Хоцума узнал ещё по голосу. Только его он слышал и чувствовал на уровне инстинктов, сквозь белый шум и непробиваемый для других треск пламени. Хоцума слышит отчётливо. И ясно видит обеспокоенное лицо.
Рэндзё вспомнил, как Шусей однажды говорил:
— Хоцума, слушай только мой голос. В каком бы пекле ты ни оказался, следуй за ним.
Хоцума слушает и в этот раз. Послушает и в следующий, если он будет. Будет слушать и следовать за ним, как за путеводной ниточкой. Ведь только с ним он мог не задыхаться от собственного жара.
За спиной Шусея возникает второй отморозок. Он заносит металлическую трубу над головой, но Усуи уклоняется. Хоцума на инстинктах хватается за плечо Шусея в поисках опоры и перехватывает трубу – они вместе уже так долго, им не нужны слова для манёвра. Хоцума давит на плечо сильнее и отбрасывает трубу в сторону, куда-то в тень переулка. Отморозка скручивает возникший Лука и опрокидывает на лопатки.
Огонь, подпитываемый неуправляемым гневом, вновь зашевелился где-то глубоко внутри. Прутья клетки, сдерживающие огненного зверя, накалились до жгучей пульсирующей боли. Хоцума схватился за рубашку на груди левой рукой, а правой плотно вцепился в плечо Усуи. Шусей что-то шепчет над ухом. Что-то такое, что успокаивает внутреннего зверя. Хоцума тяжело дышит, обливаясь потом, но взгляд проясняется, и стук сердца выравнивается.
Следом появляется Юки, где-то из-под руки Луки подлетает за спину к Шусею. Тянется к Хоцуме. Хочет помочь. Но Хоцума ныряет в грудь Усуи. Шусей поворачивается к Юки и ласково улыбается:
— Всё хорошо, не волнуйся.
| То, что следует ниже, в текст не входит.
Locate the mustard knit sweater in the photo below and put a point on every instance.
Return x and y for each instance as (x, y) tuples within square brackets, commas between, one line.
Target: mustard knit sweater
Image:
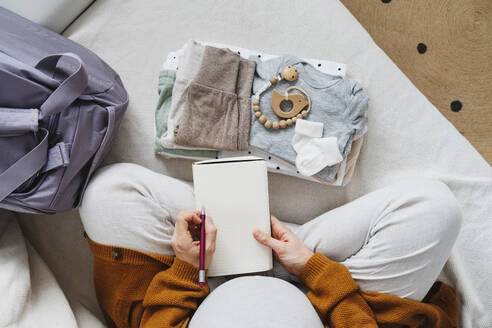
[(136, 289)]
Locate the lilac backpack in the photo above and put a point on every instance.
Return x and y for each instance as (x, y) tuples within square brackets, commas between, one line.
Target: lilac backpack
[(60, 109)]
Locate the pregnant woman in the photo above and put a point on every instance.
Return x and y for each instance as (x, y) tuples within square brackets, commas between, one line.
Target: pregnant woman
[(372, 262)]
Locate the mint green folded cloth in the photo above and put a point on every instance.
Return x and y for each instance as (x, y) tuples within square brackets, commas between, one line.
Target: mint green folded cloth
[(165, 89)]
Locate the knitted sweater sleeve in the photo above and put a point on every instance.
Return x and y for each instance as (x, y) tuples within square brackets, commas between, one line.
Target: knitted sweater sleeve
[(335, 295), (172, 297)]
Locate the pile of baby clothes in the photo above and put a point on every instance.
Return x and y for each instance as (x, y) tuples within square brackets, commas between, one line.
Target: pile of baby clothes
[(211, 100), (204, 111)]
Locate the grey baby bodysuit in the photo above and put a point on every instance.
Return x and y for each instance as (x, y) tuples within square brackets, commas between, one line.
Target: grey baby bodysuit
[(338, 102)]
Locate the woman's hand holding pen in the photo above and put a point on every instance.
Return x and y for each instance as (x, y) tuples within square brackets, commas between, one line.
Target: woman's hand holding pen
[(185, 231)]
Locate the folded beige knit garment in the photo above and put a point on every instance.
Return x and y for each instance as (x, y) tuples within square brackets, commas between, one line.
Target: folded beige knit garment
[(216, 114)]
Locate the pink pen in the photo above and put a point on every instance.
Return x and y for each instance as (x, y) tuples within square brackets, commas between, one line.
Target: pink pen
[(201, 273)]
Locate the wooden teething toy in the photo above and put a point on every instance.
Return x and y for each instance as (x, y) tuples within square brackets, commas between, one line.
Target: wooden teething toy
[(298, 101)]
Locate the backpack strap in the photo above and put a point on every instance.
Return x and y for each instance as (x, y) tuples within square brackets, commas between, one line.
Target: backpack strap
[(26, 167), (69, 90)]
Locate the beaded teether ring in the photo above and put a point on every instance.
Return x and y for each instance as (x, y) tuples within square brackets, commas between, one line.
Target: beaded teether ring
[(289, 73)]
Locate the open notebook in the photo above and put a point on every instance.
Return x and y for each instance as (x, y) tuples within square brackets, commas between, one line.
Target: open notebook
[(234, 192)]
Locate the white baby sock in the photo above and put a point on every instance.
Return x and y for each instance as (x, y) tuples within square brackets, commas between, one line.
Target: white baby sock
[(314, 152)]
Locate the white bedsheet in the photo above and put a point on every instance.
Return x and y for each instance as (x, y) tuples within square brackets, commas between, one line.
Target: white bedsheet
[(407, 135)]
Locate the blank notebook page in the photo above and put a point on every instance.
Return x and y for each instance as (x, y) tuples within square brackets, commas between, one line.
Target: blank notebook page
[(235, 195)]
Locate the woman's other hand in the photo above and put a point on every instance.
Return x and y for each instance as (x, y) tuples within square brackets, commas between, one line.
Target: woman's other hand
[(289, 250), (187, 250)]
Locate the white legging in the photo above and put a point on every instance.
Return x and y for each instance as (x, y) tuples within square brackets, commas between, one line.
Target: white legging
[(394, 240)]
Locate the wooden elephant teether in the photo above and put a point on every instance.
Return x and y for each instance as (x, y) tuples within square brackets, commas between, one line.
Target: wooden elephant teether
[(299, 101)]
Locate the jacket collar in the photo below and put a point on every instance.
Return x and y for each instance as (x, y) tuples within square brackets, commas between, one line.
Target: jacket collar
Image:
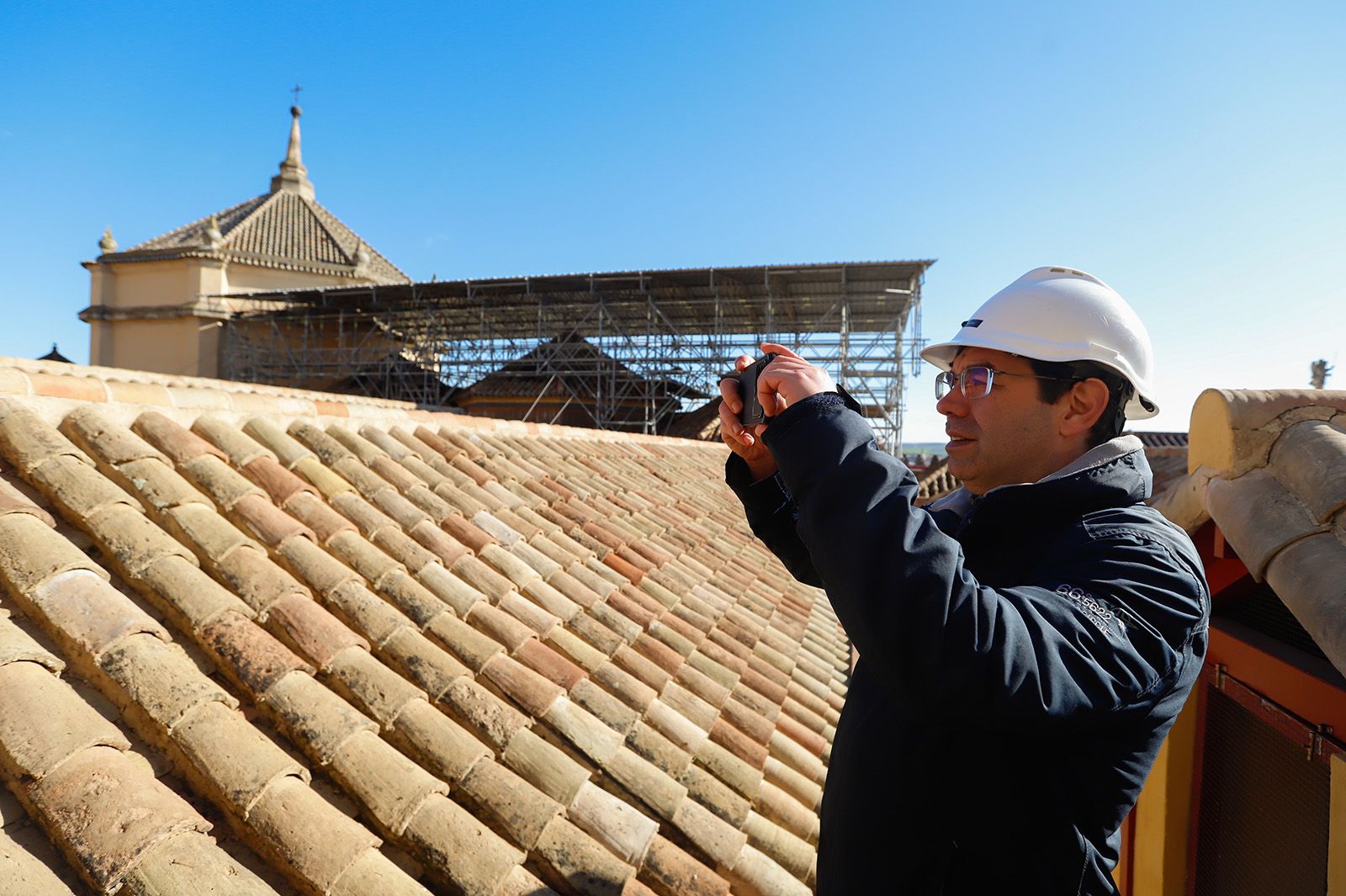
[(1108, 475)]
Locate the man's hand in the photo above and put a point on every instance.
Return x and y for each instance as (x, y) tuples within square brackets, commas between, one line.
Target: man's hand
[(789, 379), (745, 440)]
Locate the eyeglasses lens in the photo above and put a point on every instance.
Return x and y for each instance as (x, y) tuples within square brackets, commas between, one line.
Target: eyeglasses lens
[(976, 382), (942, 384)]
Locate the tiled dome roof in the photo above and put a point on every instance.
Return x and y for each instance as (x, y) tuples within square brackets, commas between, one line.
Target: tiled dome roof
[(389, 650)]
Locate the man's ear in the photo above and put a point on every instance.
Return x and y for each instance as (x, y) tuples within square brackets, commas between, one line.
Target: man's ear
[(1084, 406)]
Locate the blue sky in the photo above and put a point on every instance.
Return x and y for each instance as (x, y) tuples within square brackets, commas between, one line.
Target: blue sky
[(1191, 155)]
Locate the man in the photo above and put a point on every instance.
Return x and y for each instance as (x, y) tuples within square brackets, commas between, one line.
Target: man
[(1026, 642)]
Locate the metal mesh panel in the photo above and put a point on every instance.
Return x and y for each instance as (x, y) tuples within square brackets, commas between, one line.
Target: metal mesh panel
[(1264, 809), (1263, 611)]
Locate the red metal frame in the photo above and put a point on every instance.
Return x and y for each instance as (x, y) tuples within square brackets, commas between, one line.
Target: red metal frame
[(1296, 702)]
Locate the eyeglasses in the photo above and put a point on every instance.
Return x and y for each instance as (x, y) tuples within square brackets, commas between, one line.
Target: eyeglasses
[(976, 381)]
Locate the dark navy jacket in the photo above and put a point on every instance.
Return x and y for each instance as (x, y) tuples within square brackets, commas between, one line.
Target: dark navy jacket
[(1020, 662)]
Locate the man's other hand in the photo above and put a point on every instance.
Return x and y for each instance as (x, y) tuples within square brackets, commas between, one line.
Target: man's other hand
[(789, 379), (746, 442)]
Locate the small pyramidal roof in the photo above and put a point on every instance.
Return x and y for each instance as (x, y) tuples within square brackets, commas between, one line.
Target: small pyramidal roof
[(284, 228)]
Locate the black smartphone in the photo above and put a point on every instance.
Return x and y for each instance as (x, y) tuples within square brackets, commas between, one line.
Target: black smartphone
[(753, 412)]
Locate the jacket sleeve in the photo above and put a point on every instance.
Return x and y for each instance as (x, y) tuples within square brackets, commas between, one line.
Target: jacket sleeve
[(771, 514), (1110, 627)]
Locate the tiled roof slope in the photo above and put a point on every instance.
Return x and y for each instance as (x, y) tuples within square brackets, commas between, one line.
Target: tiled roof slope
[(1269, 469), (279, 229), (392, 650)]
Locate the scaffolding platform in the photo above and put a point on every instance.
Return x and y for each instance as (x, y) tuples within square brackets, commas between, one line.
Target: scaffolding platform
[(587, 335)]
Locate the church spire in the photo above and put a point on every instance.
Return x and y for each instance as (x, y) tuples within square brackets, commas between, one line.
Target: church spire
[(294, 175)]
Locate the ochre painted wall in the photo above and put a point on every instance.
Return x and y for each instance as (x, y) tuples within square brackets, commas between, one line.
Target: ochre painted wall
[(188, 345), (1163, 813)]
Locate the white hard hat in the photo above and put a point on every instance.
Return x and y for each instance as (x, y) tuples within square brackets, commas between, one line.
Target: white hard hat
[(1061, 315)]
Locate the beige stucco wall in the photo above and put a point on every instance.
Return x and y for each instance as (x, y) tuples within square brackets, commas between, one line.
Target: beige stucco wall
[(188, 345)]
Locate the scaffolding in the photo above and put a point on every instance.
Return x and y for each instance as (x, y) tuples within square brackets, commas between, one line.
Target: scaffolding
[(630, 348)]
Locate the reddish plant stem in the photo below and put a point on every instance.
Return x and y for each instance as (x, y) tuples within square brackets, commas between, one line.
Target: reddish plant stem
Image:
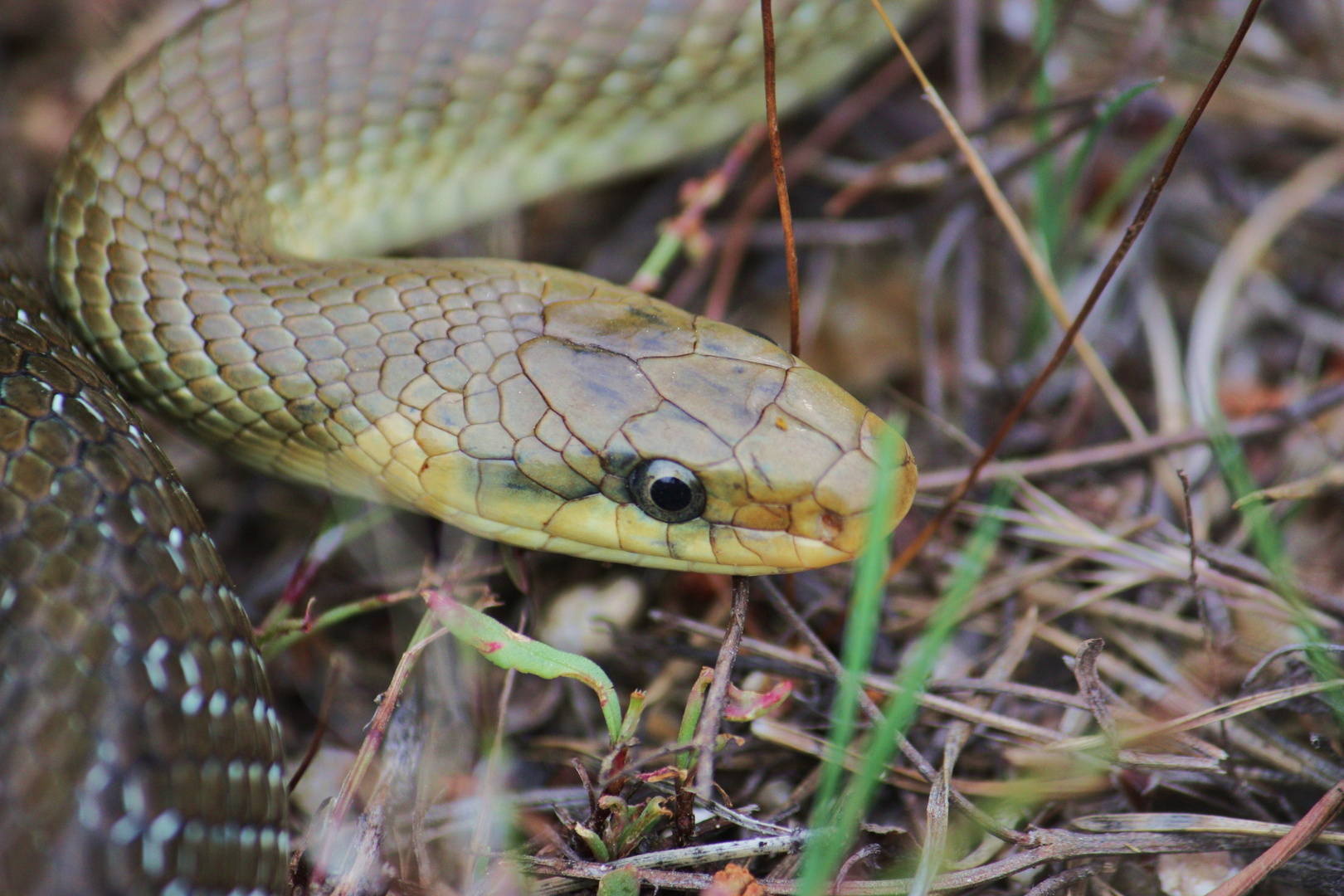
[(1142, 217), (782, 179)]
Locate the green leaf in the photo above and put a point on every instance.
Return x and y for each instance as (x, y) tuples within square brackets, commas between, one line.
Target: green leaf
[(509, 649), (593, 843), (622, 881)]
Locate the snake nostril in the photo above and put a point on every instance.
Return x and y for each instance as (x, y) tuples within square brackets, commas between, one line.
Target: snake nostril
[(830, 524)]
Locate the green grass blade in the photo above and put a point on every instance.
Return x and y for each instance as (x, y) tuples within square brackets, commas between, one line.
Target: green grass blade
[(836, 821)]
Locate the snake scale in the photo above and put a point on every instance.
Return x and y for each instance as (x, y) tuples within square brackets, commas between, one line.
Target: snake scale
[(188, 223)]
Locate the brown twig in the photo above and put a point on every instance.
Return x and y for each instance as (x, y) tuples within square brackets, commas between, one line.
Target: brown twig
[(713, 713), (1304, 832), (324, 712), (804, 156), (1146, 210), (1049, 846), (782, 179), (832, 664)]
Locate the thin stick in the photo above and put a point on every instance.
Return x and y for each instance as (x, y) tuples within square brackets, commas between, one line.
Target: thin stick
[(782, 179), (1146, 210), (832, 664), (1304, 832), (1116, 453), (713, 715), (1036, 265), (324, 715)]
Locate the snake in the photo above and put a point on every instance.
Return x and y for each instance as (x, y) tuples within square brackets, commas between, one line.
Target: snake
[(217, 236)]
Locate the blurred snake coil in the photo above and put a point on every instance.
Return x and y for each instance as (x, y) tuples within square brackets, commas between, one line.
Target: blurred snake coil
[(212, 240)]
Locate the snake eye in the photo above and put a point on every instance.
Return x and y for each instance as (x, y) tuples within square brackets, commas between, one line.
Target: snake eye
[(667, 490)]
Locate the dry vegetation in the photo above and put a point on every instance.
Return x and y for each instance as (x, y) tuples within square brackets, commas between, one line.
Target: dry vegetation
[(1127, 713)]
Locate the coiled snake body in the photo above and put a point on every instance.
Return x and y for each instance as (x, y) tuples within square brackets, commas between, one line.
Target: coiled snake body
[(139, 752)]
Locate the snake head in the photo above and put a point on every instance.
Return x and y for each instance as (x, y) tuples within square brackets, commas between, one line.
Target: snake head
[(674, 441)]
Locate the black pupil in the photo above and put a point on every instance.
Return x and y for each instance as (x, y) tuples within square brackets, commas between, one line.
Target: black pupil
[(671, 494)]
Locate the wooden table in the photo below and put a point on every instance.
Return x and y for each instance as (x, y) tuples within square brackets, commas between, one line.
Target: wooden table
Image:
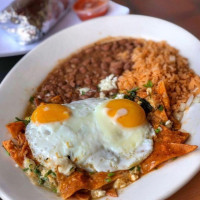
[(185, 13)]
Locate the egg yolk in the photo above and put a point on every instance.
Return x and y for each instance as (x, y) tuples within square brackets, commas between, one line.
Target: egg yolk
[(46, 113), (127, 113)]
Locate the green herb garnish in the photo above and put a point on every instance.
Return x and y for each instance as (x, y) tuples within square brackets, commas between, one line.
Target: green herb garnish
[(108, 180), (37, 172), (138, 168), (25, 169), (132, 168), (7, 153), (53, 173), (26, 122), (31, 100), (111, 174), (145, 105), (48, 173), (114, 96), (131, 94), (160, 107), (71, 168), (149, 84), (54, 190), (41, 181), (157, 130)]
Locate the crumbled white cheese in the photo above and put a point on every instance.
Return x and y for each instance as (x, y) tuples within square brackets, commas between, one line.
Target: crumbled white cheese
[(149, 91), (119, 96), (101, 95), (178, 115), (172, 58), (168, 123), (119, 183), (134, 177), (189, 101), (83, 90), (182, 107), (48, 95), (197, 99), (159, 128), (108, 83), (29, 164), (98, 193)]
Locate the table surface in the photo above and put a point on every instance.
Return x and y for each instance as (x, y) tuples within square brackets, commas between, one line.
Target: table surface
[(185, 13)]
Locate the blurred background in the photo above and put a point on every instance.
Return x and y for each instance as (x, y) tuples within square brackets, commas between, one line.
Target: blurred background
[(185, 13)]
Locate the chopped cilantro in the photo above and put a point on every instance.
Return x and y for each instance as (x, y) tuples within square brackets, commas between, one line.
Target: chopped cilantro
[(54, 190), (7, 153), (53, 173), (138, 168), (157, 130), (149, 84), (131, 94), (37, 172), (145, 105), (160, 107), (71, 168), (111, 174), (114, 96), (26, 122), (31, 100), (108, 180), (132, 168), (48, 173), (41, 181), (25, 169)]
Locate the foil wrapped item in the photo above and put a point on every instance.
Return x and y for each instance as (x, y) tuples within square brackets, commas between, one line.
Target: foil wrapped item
[(29, 20)]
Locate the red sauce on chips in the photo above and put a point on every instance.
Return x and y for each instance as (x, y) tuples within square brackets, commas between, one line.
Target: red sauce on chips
[(87, 9)]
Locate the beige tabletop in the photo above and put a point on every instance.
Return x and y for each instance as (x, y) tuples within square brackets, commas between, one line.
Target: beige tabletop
[(185, 13)]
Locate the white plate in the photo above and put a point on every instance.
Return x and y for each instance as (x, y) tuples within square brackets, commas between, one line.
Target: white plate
[(9, 47), (28, 73)]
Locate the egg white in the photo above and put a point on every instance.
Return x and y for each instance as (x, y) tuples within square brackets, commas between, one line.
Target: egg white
[(90, 140)]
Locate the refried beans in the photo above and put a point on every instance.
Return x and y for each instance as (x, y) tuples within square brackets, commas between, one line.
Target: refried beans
[(86, 69)]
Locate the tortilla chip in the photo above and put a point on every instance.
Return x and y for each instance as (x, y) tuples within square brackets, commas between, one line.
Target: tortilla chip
[(15, 128), (112, 192), (163, 152), (166, 135), (82, 195), (18, 150), (161, 89), (68, 185)]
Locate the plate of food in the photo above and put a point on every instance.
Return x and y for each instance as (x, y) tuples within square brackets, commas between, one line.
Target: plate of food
[(24, 37), (106, 109)]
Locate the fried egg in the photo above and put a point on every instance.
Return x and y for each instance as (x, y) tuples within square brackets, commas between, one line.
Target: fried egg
[(93, 134)]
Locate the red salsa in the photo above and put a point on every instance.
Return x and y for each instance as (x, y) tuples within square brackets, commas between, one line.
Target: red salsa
[(87, 9)]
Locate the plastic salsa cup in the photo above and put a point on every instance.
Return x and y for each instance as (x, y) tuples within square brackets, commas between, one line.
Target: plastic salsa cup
[(87, 9)]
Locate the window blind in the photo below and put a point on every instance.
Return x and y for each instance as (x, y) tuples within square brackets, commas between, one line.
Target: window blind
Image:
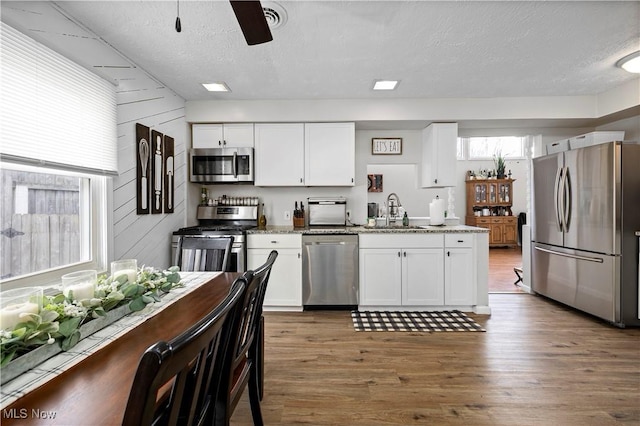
[(54, 112)]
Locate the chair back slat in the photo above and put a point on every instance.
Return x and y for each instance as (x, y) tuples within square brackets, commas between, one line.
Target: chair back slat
[(174, 383), (203, 253), (239, 360)]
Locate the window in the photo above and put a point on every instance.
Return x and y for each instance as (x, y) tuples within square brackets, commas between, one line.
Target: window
[(52, 223), (58, 149), (484, 148)]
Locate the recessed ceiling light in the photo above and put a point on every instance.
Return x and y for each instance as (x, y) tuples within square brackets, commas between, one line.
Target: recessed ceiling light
[(630, 63), (216, 87), (385, 84)]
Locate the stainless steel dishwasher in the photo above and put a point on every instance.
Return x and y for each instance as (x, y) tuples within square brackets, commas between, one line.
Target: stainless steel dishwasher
[(329, 271)]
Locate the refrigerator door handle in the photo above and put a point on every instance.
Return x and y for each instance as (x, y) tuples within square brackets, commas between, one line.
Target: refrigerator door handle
[(572, 256), (556, 197), (567, 200)]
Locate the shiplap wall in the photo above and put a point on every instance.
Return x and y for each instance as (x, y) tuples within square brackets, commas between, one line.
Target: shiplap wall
[(146, 237), (140, 99)]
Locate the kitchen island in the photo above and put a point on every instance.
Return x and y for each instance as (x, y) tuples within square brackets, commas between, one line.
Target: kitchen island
[(400, 268)]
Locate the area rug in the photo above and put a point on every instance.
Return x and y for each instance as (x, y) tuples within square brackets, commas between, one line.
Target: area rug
[(413, 321)]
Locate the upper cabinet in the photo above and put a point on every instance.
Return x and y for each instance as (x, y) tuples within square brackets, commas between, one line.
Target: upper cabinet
[(329, 154), (279, 154), (439, 143), (228, 135), (309, 154)]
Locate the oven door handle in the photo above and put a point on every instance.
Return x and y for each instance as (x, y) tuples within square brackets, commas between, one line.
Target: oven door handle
[(234, 166)]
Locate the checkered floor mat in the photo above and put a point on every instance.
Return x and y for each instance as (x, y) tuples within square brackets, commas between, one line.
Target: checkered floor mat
[(413, 321)]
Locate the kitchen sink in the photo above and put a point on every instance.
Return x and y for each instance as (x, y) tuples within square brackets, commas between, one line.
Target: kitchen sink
[(395, 227)]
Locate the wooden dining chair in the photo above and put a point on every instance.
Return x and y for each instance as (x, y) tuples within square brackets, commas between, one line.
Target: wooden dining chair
[(175, 382), (203, 253), (244, 355)]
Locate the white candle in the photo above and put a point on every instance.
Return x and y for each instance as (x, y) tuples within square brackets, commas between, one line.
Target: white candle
[(131, 274), (10, 314), (80, 291)]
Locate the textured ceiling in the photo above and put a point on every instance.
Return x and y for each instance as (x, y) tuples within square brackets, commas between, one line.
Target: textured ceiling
[(336, 49)]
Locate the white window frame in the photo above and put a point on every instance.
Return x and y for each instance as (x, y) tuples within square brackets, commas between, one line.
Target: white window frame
[(101, 226), (464, 148)]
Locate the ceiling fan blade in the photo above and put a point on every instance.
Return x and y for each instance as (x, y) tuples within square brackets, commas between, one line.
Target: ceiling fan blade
[(252, 21)]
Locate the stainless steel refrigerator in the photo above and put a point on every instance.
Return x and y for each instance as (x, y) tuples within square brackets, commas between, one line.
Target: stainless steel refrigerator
[(586, 205)]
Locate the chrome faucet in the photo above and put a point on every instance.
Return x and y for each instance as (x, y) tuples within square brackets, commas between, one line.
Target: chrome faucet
[(392, 208)]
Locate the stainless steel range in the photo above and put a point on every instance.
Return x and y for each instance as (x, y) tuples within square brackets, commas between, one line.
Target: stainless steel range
[(220, 221)]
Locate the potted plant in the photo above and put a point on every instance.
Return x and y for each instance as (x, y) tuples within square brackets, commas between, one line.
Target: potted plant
[(500, 164)]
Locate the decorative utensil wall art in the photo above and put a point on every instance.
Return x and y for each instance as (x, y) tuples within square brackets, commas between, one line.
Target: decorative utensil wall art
[(156, 197), (155, 171), (168, 174), (142, 169)]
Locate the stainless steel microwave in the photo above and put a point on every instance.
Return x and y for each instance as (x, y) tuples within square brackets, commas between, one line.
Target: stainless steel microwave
[(221, 165)]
С ним и не такое случалось.
Юки одёргивает руку и болезненно смотрит на Луку. Шусей перехватывает Хоцуму за талию, помогая подняться. Держит аккуратно, не прижимая к себе, чтобы новообретённые ссадины и синяки не отдавались болью из-за неуклюжего касания.
Сегодня был не его день, не день Хоцумы. В голове затрепыхалась неприятная мысль: сегодня Шусей увидел его на дне. Давно такого не было. В последний раз мерзкое чувство давало о себе знать, когда Хоцума не справился с гневом и огнём, едва не проглотив своей силой Шусея заживо. Чувство премерзкое, давящее и всепоглощающее.
Взгляд скользит по шее к рубашке. Где-то там, за тканью, он навсегда запечатлел себя на теле Шусея. Хоцума тяжело выдохнул, запрокинул голову и раздражённо цокнул языком. Возможно, когда-нибудь потом мысль покажется ему чем-то интимным. Чем-то таким, что существует только между Шусеем и Хоцумой. А пока он мог заниматься только самобичеванием и думать, какой же он отстойный.